Concrètement, il est nécessaire que les administrations fiscales publient annuellement des informations détaillées sur les impôts payés et les contrôles croisés effectués concernant les différentes catégories de contribuables concernées. Comme pour les dossiers de bénéficiaires effectifs, les informations devraient idéalement être nominatives, en particulier pour les sociétés et les grandes fortunes. S'il est décidé que ce n'est pas souhaitable, alors au moins les informations statistiques publiées doivent clairement faire apparaître les impôts payés par les personnes appartenant aux tranches de patrimoine très élevées : fortunes entre 1 et 10 millions d'euros, entre 10 et 100 millions, entre 100 millions et 1 milliard et ainsi de suite. Des tableaux modèles ont été proposés par le laboratoire sur les inégalités globales (Laboratoire sur les inégalités mondiales) et peut évidemment être discuté et amélioré.
L'idée générale est simple : les milliardaires sont partout dans les magazines, et il est temps qu'ils apparaissent dans les statistiques fiscales. Selon la revue Défis, les 500 plus grandes fortunes françaises sont passées de 210 à 730 milliards d'euros entre 2010 et 2020 (de 10 % à 30 % du PIB). Comment vos impôts ont-ils évolué sur cette période ? Personne ne sait. Si les gouvernements ont vraiment fait les énormes progrès en matière de transparence qu'ils prétendent avoir faits ces dernières années, alors il est temps pour eux de le démontrer en rendant publiques ce type d'informations. Si l'on élargit le champ des 500 premières fortunes (plus de 150 millions d'euros d'actifs individuels selon Défis) pour les 500.000 1 personnes les mieux nanties (soit environ 1,8 % de la population adulte, avec un patrimoine supérieur à XNUMX million d'euros selon Base de données mondiale sur les inégalités), alors le total des fortunes en question atteint 2.500 120 milliards d'euros (environ XNUMX % du PIB), augmentant d'autant les prélèvements fiscaux.

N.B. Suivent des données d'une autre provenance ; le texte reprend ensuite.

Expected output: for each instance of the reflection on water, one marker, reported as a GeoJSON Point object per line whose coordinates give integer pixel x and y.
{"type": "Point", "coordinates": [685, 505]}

Pour rompre avec le conservatisme ambiant, il est aussi urgent de revenir à l'histoire. Après la Seconde Guerre mondiale, lorsque la dette publique a atteint des niveaux supérieurs à ceux observés aujourd'hui, la plupart des pays ont mis en place des taxes exceptionnelles sur les actifs privés les plus élevés. C'est notamment le cas en Allemagne avec le système L'équilibrage de charge (ou « partage du fardeau », qui a fait l'objet d'une belle étude historique de Michael Hughes, Porter le fardeau de la défaite, UNC Press, 2009), adopté par la majorité chrétienne-démocrate en 1952. Avec un taux pouvant aller jusqu'à 50% sur les plus gros actifs financiers et immobiliers.
En trente ans, ce système a apporté 60 % du PIB à l'État, à une époque où les milliardaires étaient moins prospères qu'aujourd'hui. Combiné à la réforme monétaire de 1948 et à l'annulation de la dette extérieure en 1953, ce système a permis à l'Allemagne de se débarrasser de sa dette publique sans recourir à l'inflation (qui avait fait tant de mal dans les années 1920) sur la base d'un objectif crédible de protection sociale. justice.
Il est grand temps de revenir aux racines de la reconstruction réussie de l'Europe d'après-guerre.
*Thomas Piketty est directeur de recherche à l'École des Hautes Études en Sciences Sociales et professeur à l'École d'économie de Paris. Auteur, entre autres livres, de Capitale au XNUMXème siècle (Intrinsèque).
Traduction: Aluisio Schumacher sur Portail Carta Maior.